The Colombian military has killed nine rebels of the Revolutionary Armed Forces in Colombia (FARC), President Ivan Duque said.

A FARC commander and eight other guerrillas were killed in a bombing raid in southern Colombia on Friday, just days after the group announced it was taking up arms again to ensure their political rights under an historic peace agreement.

Duque said the attack occurred in the municipality of San Vicente del Caguan, located in the province of Caqueta, after he authorized a military operation in rural areas in the southern part of the country.

Duque said Friday’s bombing sends “a clear message” to FARC members to lay down their weapons.

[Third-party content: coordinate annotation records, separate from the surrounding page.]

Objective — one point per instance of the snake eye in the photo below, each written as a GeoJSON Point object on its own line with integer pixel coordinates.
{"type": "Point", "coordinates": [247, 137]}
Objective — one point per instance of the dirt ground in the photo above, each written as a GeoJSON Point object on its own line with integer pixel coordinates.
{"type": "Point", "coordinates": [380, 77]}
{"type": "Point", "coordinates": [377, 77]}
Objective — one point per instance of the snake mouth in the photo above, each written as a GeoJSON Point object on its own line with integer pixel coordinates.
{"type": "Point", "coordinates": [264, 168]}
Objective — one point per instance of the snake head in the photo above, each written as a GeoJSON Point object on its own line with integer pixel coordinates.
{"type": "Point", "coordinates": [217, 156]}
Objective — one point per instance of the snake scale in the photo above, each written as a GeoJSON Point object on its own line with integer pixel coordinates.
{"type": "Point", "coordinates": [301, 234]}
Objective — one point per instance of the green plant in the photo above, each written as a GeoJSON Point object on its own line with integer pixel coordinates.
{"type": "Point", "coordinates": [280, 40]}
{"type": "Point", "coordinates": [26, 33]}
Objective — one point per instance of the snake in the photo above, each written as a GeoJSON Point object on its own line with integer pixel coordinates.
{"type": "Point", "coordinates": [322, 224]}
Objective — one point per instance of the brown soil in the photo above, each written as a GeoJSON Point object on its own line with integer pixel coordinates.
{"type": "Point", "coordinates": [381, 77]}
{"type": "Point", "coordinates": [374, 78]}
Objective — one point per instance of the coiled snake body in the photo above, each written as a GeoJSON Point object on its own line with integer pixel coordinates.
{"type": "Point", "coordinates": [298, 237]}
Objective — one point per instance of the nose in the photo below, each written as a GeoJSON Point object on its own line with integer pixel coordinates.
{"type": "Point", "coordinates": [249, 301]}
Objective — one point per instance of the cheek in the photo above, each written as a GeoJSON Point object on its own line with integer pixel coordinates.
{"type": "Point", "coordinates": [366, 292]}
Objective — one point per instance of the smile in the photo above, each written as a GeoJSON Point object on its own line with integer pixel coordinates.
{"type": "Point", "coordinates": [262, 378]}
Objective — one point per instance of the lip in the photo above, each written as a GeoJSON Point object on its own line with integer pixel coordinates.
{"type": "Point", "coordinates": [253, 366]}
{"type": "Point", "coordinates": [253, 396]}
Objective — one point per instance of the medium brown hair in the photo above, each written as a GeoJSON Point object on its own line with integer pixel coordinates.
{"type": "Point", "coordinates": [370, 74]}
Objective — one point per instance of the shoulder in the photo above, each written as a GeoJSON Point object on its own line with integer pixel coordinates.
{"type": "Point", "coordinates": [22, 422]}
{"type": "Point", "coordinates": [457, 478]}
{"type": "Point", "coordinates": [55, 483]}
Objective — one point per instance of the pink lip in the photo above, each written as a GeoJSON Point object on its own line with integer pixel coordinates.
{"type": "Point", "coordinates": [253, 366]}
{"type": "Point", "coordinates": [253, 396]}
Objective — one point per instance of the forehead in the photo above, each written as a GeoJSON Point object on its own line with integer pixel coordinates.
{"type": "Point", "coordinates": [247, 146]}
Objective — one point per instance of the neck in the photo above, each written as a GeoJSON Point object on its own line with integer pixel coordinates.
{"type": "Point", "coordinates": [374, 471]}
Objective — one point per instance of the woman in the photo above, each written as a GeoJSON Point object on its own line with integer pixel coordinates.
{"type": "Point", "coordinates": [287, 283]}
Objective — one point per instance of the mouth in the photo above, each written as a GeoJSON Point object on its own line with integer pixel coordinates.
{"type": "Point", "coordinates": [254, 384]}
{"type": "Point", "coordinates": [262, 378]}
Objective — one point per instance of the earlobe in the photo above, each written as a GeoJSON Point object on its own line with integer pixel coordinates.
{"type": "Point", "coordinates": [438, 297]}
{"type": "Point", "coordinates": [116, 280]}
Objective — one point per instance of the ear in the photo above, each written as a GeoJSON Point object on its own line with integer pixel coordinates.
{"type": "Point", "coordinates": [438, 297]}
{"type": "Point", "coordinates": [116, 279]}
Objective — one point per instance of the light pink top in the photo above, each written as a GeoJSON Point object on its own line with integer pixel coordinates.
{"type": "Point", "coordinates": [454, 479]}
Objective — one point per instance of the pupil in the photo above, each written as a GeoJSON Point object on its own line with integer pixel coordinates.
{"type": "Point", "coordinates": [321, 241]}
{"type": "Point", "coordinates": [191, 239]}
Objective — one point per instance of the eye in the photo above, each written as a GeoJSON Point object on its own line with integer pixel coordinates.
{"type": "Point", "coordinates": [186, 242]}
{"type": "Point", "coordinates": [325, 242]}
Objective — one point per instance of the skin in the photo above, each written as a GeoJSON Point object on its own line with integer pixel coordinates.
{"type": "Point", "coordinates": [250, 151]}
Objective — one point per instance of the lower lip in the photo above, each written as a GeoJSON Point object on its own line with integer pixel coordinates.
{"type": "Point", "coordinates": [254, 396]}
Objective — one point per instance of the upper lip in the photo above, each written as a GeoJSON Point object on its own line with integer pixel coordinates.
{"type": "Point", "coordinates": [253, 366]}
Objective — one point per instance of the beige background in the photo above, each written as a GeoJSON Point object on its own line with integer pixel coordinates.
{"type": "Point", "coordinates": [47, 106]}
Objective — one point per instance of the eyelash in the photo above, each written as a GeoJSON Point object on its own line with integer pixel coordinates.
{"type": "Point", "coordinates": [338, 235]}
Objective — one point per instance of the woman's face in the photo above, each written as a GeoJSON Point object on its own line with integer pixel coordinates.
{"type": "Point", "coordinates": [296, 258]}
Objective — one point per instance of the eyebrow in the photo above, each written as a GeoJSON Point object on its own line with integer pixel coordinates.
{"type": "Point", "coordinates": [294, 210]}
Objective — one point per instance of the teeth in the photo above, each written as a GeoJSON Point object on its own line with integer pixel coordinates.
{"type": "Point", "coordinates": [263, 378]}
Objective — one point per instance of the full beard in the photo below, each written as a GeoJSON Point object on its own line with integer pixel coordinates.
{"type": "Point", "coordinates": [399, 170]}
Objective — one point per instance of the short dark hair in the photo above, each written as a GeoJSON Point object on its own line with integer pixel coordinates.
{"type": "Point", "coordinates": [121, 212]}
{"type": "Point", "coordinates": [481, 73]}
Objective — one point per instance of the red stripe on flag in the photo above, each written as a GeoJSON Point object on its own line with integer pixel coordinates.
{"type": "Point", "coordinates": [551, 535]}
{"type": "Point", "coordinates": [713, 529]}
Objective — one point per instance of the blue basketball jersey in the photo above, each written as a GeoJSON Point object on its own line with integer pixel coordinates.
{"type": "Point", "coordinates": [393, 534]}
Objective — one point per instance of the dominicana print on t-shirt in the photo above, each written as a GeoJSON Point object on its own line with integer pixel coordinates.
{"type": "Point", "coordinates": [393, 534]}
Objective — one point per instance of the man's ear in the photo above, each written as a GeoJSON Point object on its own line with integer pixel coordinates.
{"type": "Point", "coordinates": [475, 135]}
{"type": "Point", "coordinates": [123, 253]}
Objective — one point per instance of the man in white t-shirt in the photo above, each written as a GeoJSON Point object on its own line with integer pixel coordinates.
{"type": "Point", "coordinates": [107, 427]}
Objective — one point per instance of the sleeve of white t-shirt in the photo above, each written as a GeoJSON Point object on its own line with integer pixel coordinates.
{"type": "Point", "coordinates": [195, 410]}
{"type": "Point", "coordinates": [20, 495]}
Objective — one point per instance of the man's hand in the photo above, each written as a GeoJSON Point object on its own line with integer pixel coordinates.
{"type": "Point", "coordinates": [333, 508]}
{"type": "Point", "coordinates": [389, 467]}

Among those killed was a rebel known by his alias, Gildardo Cucho, a member of a group led by former FARC chief negotiator Luciano Marin, who was trying to recruit potential rebels for a new guerrilla movement.

On Thursday, former FARC commander Ivan Marquez announced in a video that a new offensive would be launched, three years after FARC signed a peace deal with the government, ending five decades of armed conflict in the South American country.

“This is the continuation of the rebel fight in answer to the betrayal of the state,” Marquez, in a 32-minute YouTube video. “We were never beaten or defeated ideologically, so the struggle continues.”

Marquez, a former chief rebel negotiator, appeared alongside some 20 heavily armed guerrillas when he made the announcement, which comes amid severe challenges to the complex peace agreement.

In response to the FARC announcement, Duque said “Colombia takes no threats. Not of any nature.”

Colombia’s peace tribunal also has issued arrest warrants for Marquez and the others who have pledged to take up the insurgency again.

President Duque is offering an $863,000 reward for information leading to the capture of anyone who appeared in the YouTube video, according to Reuters.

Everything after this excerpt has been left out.